The SMA titled “Management Accountants’ Role in Sustainable Business Strategy: A Guide to Reducing a Carbon Footprint,” details the steps businesses, led by their management accountants, can take in decarbonising operations amid ongoing investor and regulatory pressure to reduce greenhouse gas emissions, IMA noted.
The report shares how management accountants are crucial to supporting and implementing these goals and how their expertise will contribute to decision making and drive performance toward key milestones, the accountancy body added.
Apart from external drivers such as investor and regulatory action, companies are motivated by operational efficiency, risk management, and relationship-building opportunities that enhance performance and value over the short, medium, and long term, said Shari Littan, CPA, JD, director, corporate reporting research and thought leadership at IMA.
While many accounting and finance professionals in business remain reluctant to participate in emissions reductions plans as they view the area as novel or unrelated to driving performance, this SMA shows that they already have valuable competencies to help their organisations develop and implement emissions reductions in a way that brings valuable insights for building strategies in a changing market with new regulatory demands, she added.
Initiating a new organisational sustainability project to address a company’s carbon footprint requires a mandate and the designation of responsibility from senior executive leadership, a strong project lead that includes the finance function, and the enterprise-wide know-how of colleagues from a variety of business units, including operations, policy, risk management, and human resources, IMA pointed out.
More specifically, these professionals, working collaboratively, can consider the “how to” of reducing greenhouse gas (GHG) emissions by the initial development of an inventory that tracks sources of GHG emissions from the organisation’s activities along with the corresponding emissions factors, as demonstrated through the three case studies appended to this report, IMA noted .

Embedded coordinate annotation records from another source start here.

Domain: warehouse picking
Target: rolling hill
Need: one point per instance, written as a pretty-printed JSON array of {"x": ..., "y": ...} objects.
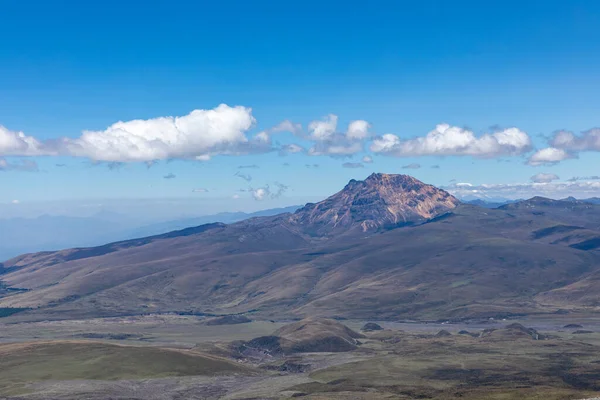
[{"x": 387, "y": 247}]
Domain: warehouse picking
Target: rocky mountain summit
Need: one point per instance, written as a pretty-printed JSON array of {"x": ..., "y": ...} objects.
[{"x": 380, "y": 201}]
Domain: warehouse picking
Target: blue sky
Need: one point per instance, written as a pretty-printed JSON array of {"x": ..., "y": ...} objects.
[{"x": 402, "y": 67}]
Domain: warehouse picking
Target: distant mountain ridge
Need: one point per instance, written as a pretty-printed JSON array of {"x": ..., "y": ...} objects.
[
  {"x": 387, "y": 247},
  {"x": 48, "y": 233}
]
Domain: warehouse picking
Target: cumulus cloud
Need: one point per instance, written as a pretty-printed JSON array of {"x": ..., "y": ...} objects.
[
  {"x": 584, "y": 178},
  {"x": 353, "y": 165},
  {"x": 266, "y": 192},
  {"x": 588, "y": 140},
  {"x": 544, "y": 178},
  {"x": 245, "y": 177},
  {"x": 199, "y": 134},
  {"x": 412, "y": 166},
  {"x": 556, "y": 190},
  {"x": 21, "y": 165},
  {"x": 548, "y": 156},
  {"x": 290, "y": 149},
  {"x": 446, "y": 140},
  {"x": 114, "y": 165},
  {"x": 358, "y": 130}
]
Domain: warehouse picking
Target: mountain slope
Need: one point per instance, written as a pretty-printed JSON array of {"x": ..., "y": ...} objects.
[{"x": 465, "y": 261}]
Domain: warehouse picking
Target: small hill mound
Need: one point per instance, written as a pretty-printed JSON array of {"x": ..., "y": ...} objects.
[
  {"x": 371, "y": 327},
  {"x": 443, "y": 333},
  {"x": 317, "y": 335},
  {"x": 514, "y": 331},
  {"x": 228, "y": 320},
  {"x": 573, "y": 326},
  {"x": 75, "y": 360}
]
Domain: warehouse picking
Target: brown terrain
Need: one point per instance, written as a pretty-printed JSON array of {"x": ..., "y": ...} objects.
[{"x": 387, "y": 247}]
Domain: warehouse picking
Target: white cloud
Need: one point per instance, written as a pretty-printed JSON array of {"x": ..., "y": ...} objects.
[
  {"x": 565, "y": 145},
  {"x": 587, "y": 141},
  {"x": 260, "y": 193},
  {"x": 329, "y": 142},
  {"x": 335, "y": 149},
  {"x": 446, "y": 140},
  {"x": 18, "y": 144},
  {"x": 554, "y": 190},
  {"x": 358, "y": 130},
  {"x": 544, "y": 178},
  {"x": 198, "y": 135},
  {"x": 21, "y": 165},
  {"x": 548, "y": 156},
  {"x": 353, "y": 165},
  {"x": 265, "y": 192},
  {"x": 412, "y": 166},
  {"x": 287, "y": 126},
  {"x": 290, "y": 149},
  {"x": 324, "y": 129}
]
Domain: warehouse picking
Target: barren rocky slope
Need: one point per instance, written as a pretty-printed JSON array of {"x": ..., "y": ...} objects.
[{"x": 388, "y": 247}]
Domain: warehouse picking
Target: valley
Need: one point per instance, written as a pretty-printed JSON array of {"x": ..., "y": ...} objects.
[{"x": 389, "y": 289}]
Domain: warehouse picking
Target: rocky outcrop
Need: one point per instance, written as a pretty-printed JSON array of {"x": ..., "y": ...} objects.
[{"x": 380, "y": 201}]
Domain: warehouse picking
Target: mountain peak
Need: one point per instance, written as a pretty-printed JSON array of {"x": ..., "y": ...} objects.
[{"x": 380, "y": 201}]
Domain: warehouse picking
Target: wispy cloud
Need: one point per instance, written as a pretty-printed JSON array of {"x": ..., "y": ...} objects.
[
  {"x": 551, "y": 189},
  {"x": 584, "y": 178},
  {"x": 565, "y": 145},
  {"x": 353, "y": 165},
  {"x": 412, "y": 166},
  {"x": 266, "y": 192},
  {"x": 544, "y": 178},
  {"x": 245, "y": 177},
  {"x": 20, "y": 165}
]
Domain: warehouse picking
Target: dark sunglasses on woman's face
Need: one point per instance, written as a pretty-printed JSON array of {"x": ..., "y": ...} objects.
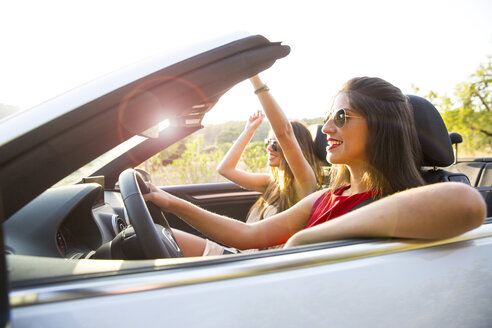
[
  {"x": 339, "y": 117},
  {"x": 274, "y": 142}
]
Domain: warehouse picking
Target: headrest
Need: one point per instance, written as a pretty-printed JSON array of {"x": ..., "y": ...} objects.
[
  {"x": 433, "y": 135},
  {"x": 320, "y": 141}
]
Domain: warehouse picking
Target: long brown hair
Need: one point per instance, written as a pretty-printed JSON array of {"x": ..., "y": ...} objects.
[
  {"x": 392, "y": 147},
  {"x": 281, "y": 190}
]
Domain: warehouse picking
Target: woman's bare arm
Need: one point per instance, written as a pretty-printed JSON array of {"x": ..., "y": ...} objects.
[
  {"x": 303, "y": 173},
  {"x": 228, "y": 165},
  {"x": 435, "y": 211},
  {"x": 276, "y": 230}
]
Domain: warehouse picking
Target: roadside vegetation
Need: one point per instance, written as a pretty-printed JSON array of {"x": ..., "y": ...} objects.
[{"x": 467, "y": 111}]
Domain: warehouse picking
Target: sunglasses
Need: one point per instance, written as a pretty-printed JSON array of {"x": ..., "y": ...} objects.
[
  {"x": 275, "y": 145},
  {"x": 339, "y": 117}
]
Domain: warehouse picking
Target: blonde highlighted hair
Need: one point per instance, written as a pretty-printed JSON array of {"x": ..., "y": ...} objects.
[{"x": 281, "y": 190}]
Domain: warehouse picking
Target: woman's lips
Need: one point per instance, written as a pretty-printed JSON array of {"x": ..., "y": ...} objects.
[{"x": 333, "y": 143}]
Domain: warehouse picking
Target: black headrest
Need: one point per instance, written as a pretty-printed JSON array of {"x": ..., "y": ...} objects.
[
  {"x": 432, "y": 132},
  {"x": 455, "y": 137},
  {"x": 320, "y": 141}
]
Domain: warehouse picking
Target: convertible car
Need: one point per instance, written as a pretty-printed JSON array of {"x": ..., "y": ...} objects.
[{"x": 80, "y": 248}]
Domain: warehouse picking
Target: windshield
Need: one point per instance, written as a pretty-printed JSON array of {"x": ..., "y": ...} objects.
[{"x": 101, "y": 161}]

When initiating a carbon assessment project, an important consideration is the tools that will be used to gather, sort, analyse, and report information in a way that supports decision making and serves as a foundation for internal controls, oversight, and external assurance, IMA observed.
In addition, one of the most important decisions an organisation can make in undertaking its carbon assessment is defining “scopes” and “boundaries”, said IMA, adding that these concepts are similar but not definitionally the same as used in mainstream financial accounting.